Es bricht mir das Herz, wenn ich daran denke.«
Im matten Licht der Straßenlaternen sah ihr Gesicht unendlich traurig aus.
»Meinst du, Mom hat geahnt, wie grauenvoll es werden würde?«,
fragte sie gedankenvoll. »Als es ihr noch besser ging, hat sie
manchmal gesagt, sie wüsste, was ihr bevorsteht - aber hat sie wirklich gespürt, tief in ihrem Inneren, dass sie ihre Kinder nicht mehr
erkennen wird? Und später nicht einmal Daddy.«
»Ich glaube, sie hat es gewusst«, sagte ich. »Deshalb sind deine Eltern nach Creekside gezogen.«
Jane schloss die Augen. Als sie weitersprach, klang sie richtig empört. »Ich finde es schrecklich, dass Daddy nach Moms Tod nicht zu
uns ziehen wollte. Wir haben doch so viel Platz!«
Ich sagte nichts. Natürlich, ich hätte Noahs Gründe für diese Entscheidung aufzählen können, aber ich wusste, dass Jane sie gar nicht
hören wollte. Sie kannte seine Überlegungen genauso gut wie ich,
war aber im Gegensatz zu mir nicht bereit, sie zu akzeptieren. Wenn
ich versucht hätte, Noah zu verteidigen, hätten wir nur angefangen,
uns zu steiten.
»Und außerdem kann ich diesen Schwan nicht ausstehen«, fügte sie
trotzig hinzu.
Mit dem Schwan verband sich eine Geschichte, zu der ich mich
auch nicht äußern wollte.
Wir wanderten weiter durch die nächtlichen Straßen. Manche unserer Nachbarn hatten die Lichter schon gelöscht, aber Jane und ich
drehten noch nicht um. Als wir schließlich doch wieder auf unser
Haus zusteuerten und sich unser Spaziergang dem Ende entgegen
neigte, blieb ich stehen und blickte hinauf zum Sternenhimmel.
»Was ist?«, fragte Jane und folgte meinem Blick.

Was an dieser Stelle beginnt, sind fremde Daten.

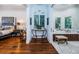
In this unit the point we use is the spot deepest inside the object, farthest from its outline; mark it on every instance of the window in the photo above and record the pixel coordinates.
(30, 21)
(39, 20)
(68, 23)
(7, 21)
(58, 23)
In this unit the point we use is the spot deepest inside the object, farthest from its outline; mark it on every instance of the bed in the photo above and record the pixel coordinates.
(6, 31)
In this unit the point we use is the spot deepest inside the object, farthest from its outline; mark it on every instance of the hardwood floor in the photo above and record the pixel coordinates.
(14, 45)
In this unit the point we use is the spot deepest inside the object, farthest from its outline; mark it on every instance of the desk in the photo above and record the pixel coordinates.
(39, 32)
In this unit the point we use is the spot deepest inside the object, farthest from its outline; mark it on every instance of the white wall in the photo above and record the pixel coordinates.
(65, 12)
(44, 10)
(18, 14)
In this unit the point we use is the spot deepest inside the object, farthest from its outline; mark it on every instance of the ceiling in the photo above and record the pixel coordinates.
(12, 6)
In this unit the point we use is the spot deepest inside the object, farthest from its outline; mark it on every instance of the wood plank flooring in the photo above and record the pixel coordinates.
(14, 45)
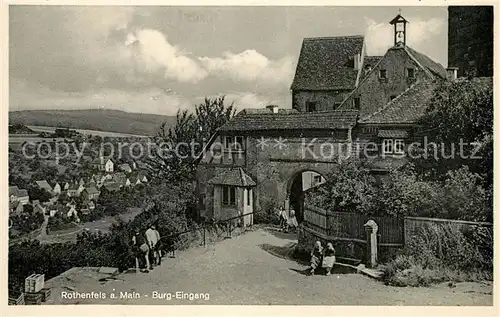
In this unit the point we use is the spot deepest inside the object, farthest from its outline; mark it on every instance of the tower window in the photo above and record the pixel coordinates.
(411, 73)
(228, 195)
(311, 106)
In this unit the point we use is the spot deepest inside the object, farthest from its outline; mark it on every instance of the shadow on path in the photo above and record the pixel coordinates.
(285, 252)
(275, 231)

Statt zu antworten, fragte ich sie: »Bist du glücklich?«
»Wieso stellst du mir diese Frage?«
»Ich möchte es nur wissen.«
Ahnte sie, was hinter meiner Frage steckte? Mich interessierte ja
eigentlich nicht ihr Allgemeinzustand, sondern ob sie mit mir glücklich war.
Sie studierte mein Gesicht, als versuche sie, meine Gedanken zu lesen.
»Na ja, da ist eine Sache…«
»Und die wäre?«
»Sie ist relativ wichtig.« Ich wartete. Jane holte tief Luft. »Es würde mich sehr glücklich machen, wenn du einen Catering Service finden könntest.« Ich war so verblüfft, dass ich lachen musste.
Ich bot mich an, eine Kanne koffeinfreien Kaffee zu kochen, aber
Jane schüttelte den Kopf. Sie hatte zwei anstrengende Tage hinter
sich, und nachdem sie das dritte Mal ausführlich gegähnt hatte, verkündete sie, sie werde ins Bett gehen.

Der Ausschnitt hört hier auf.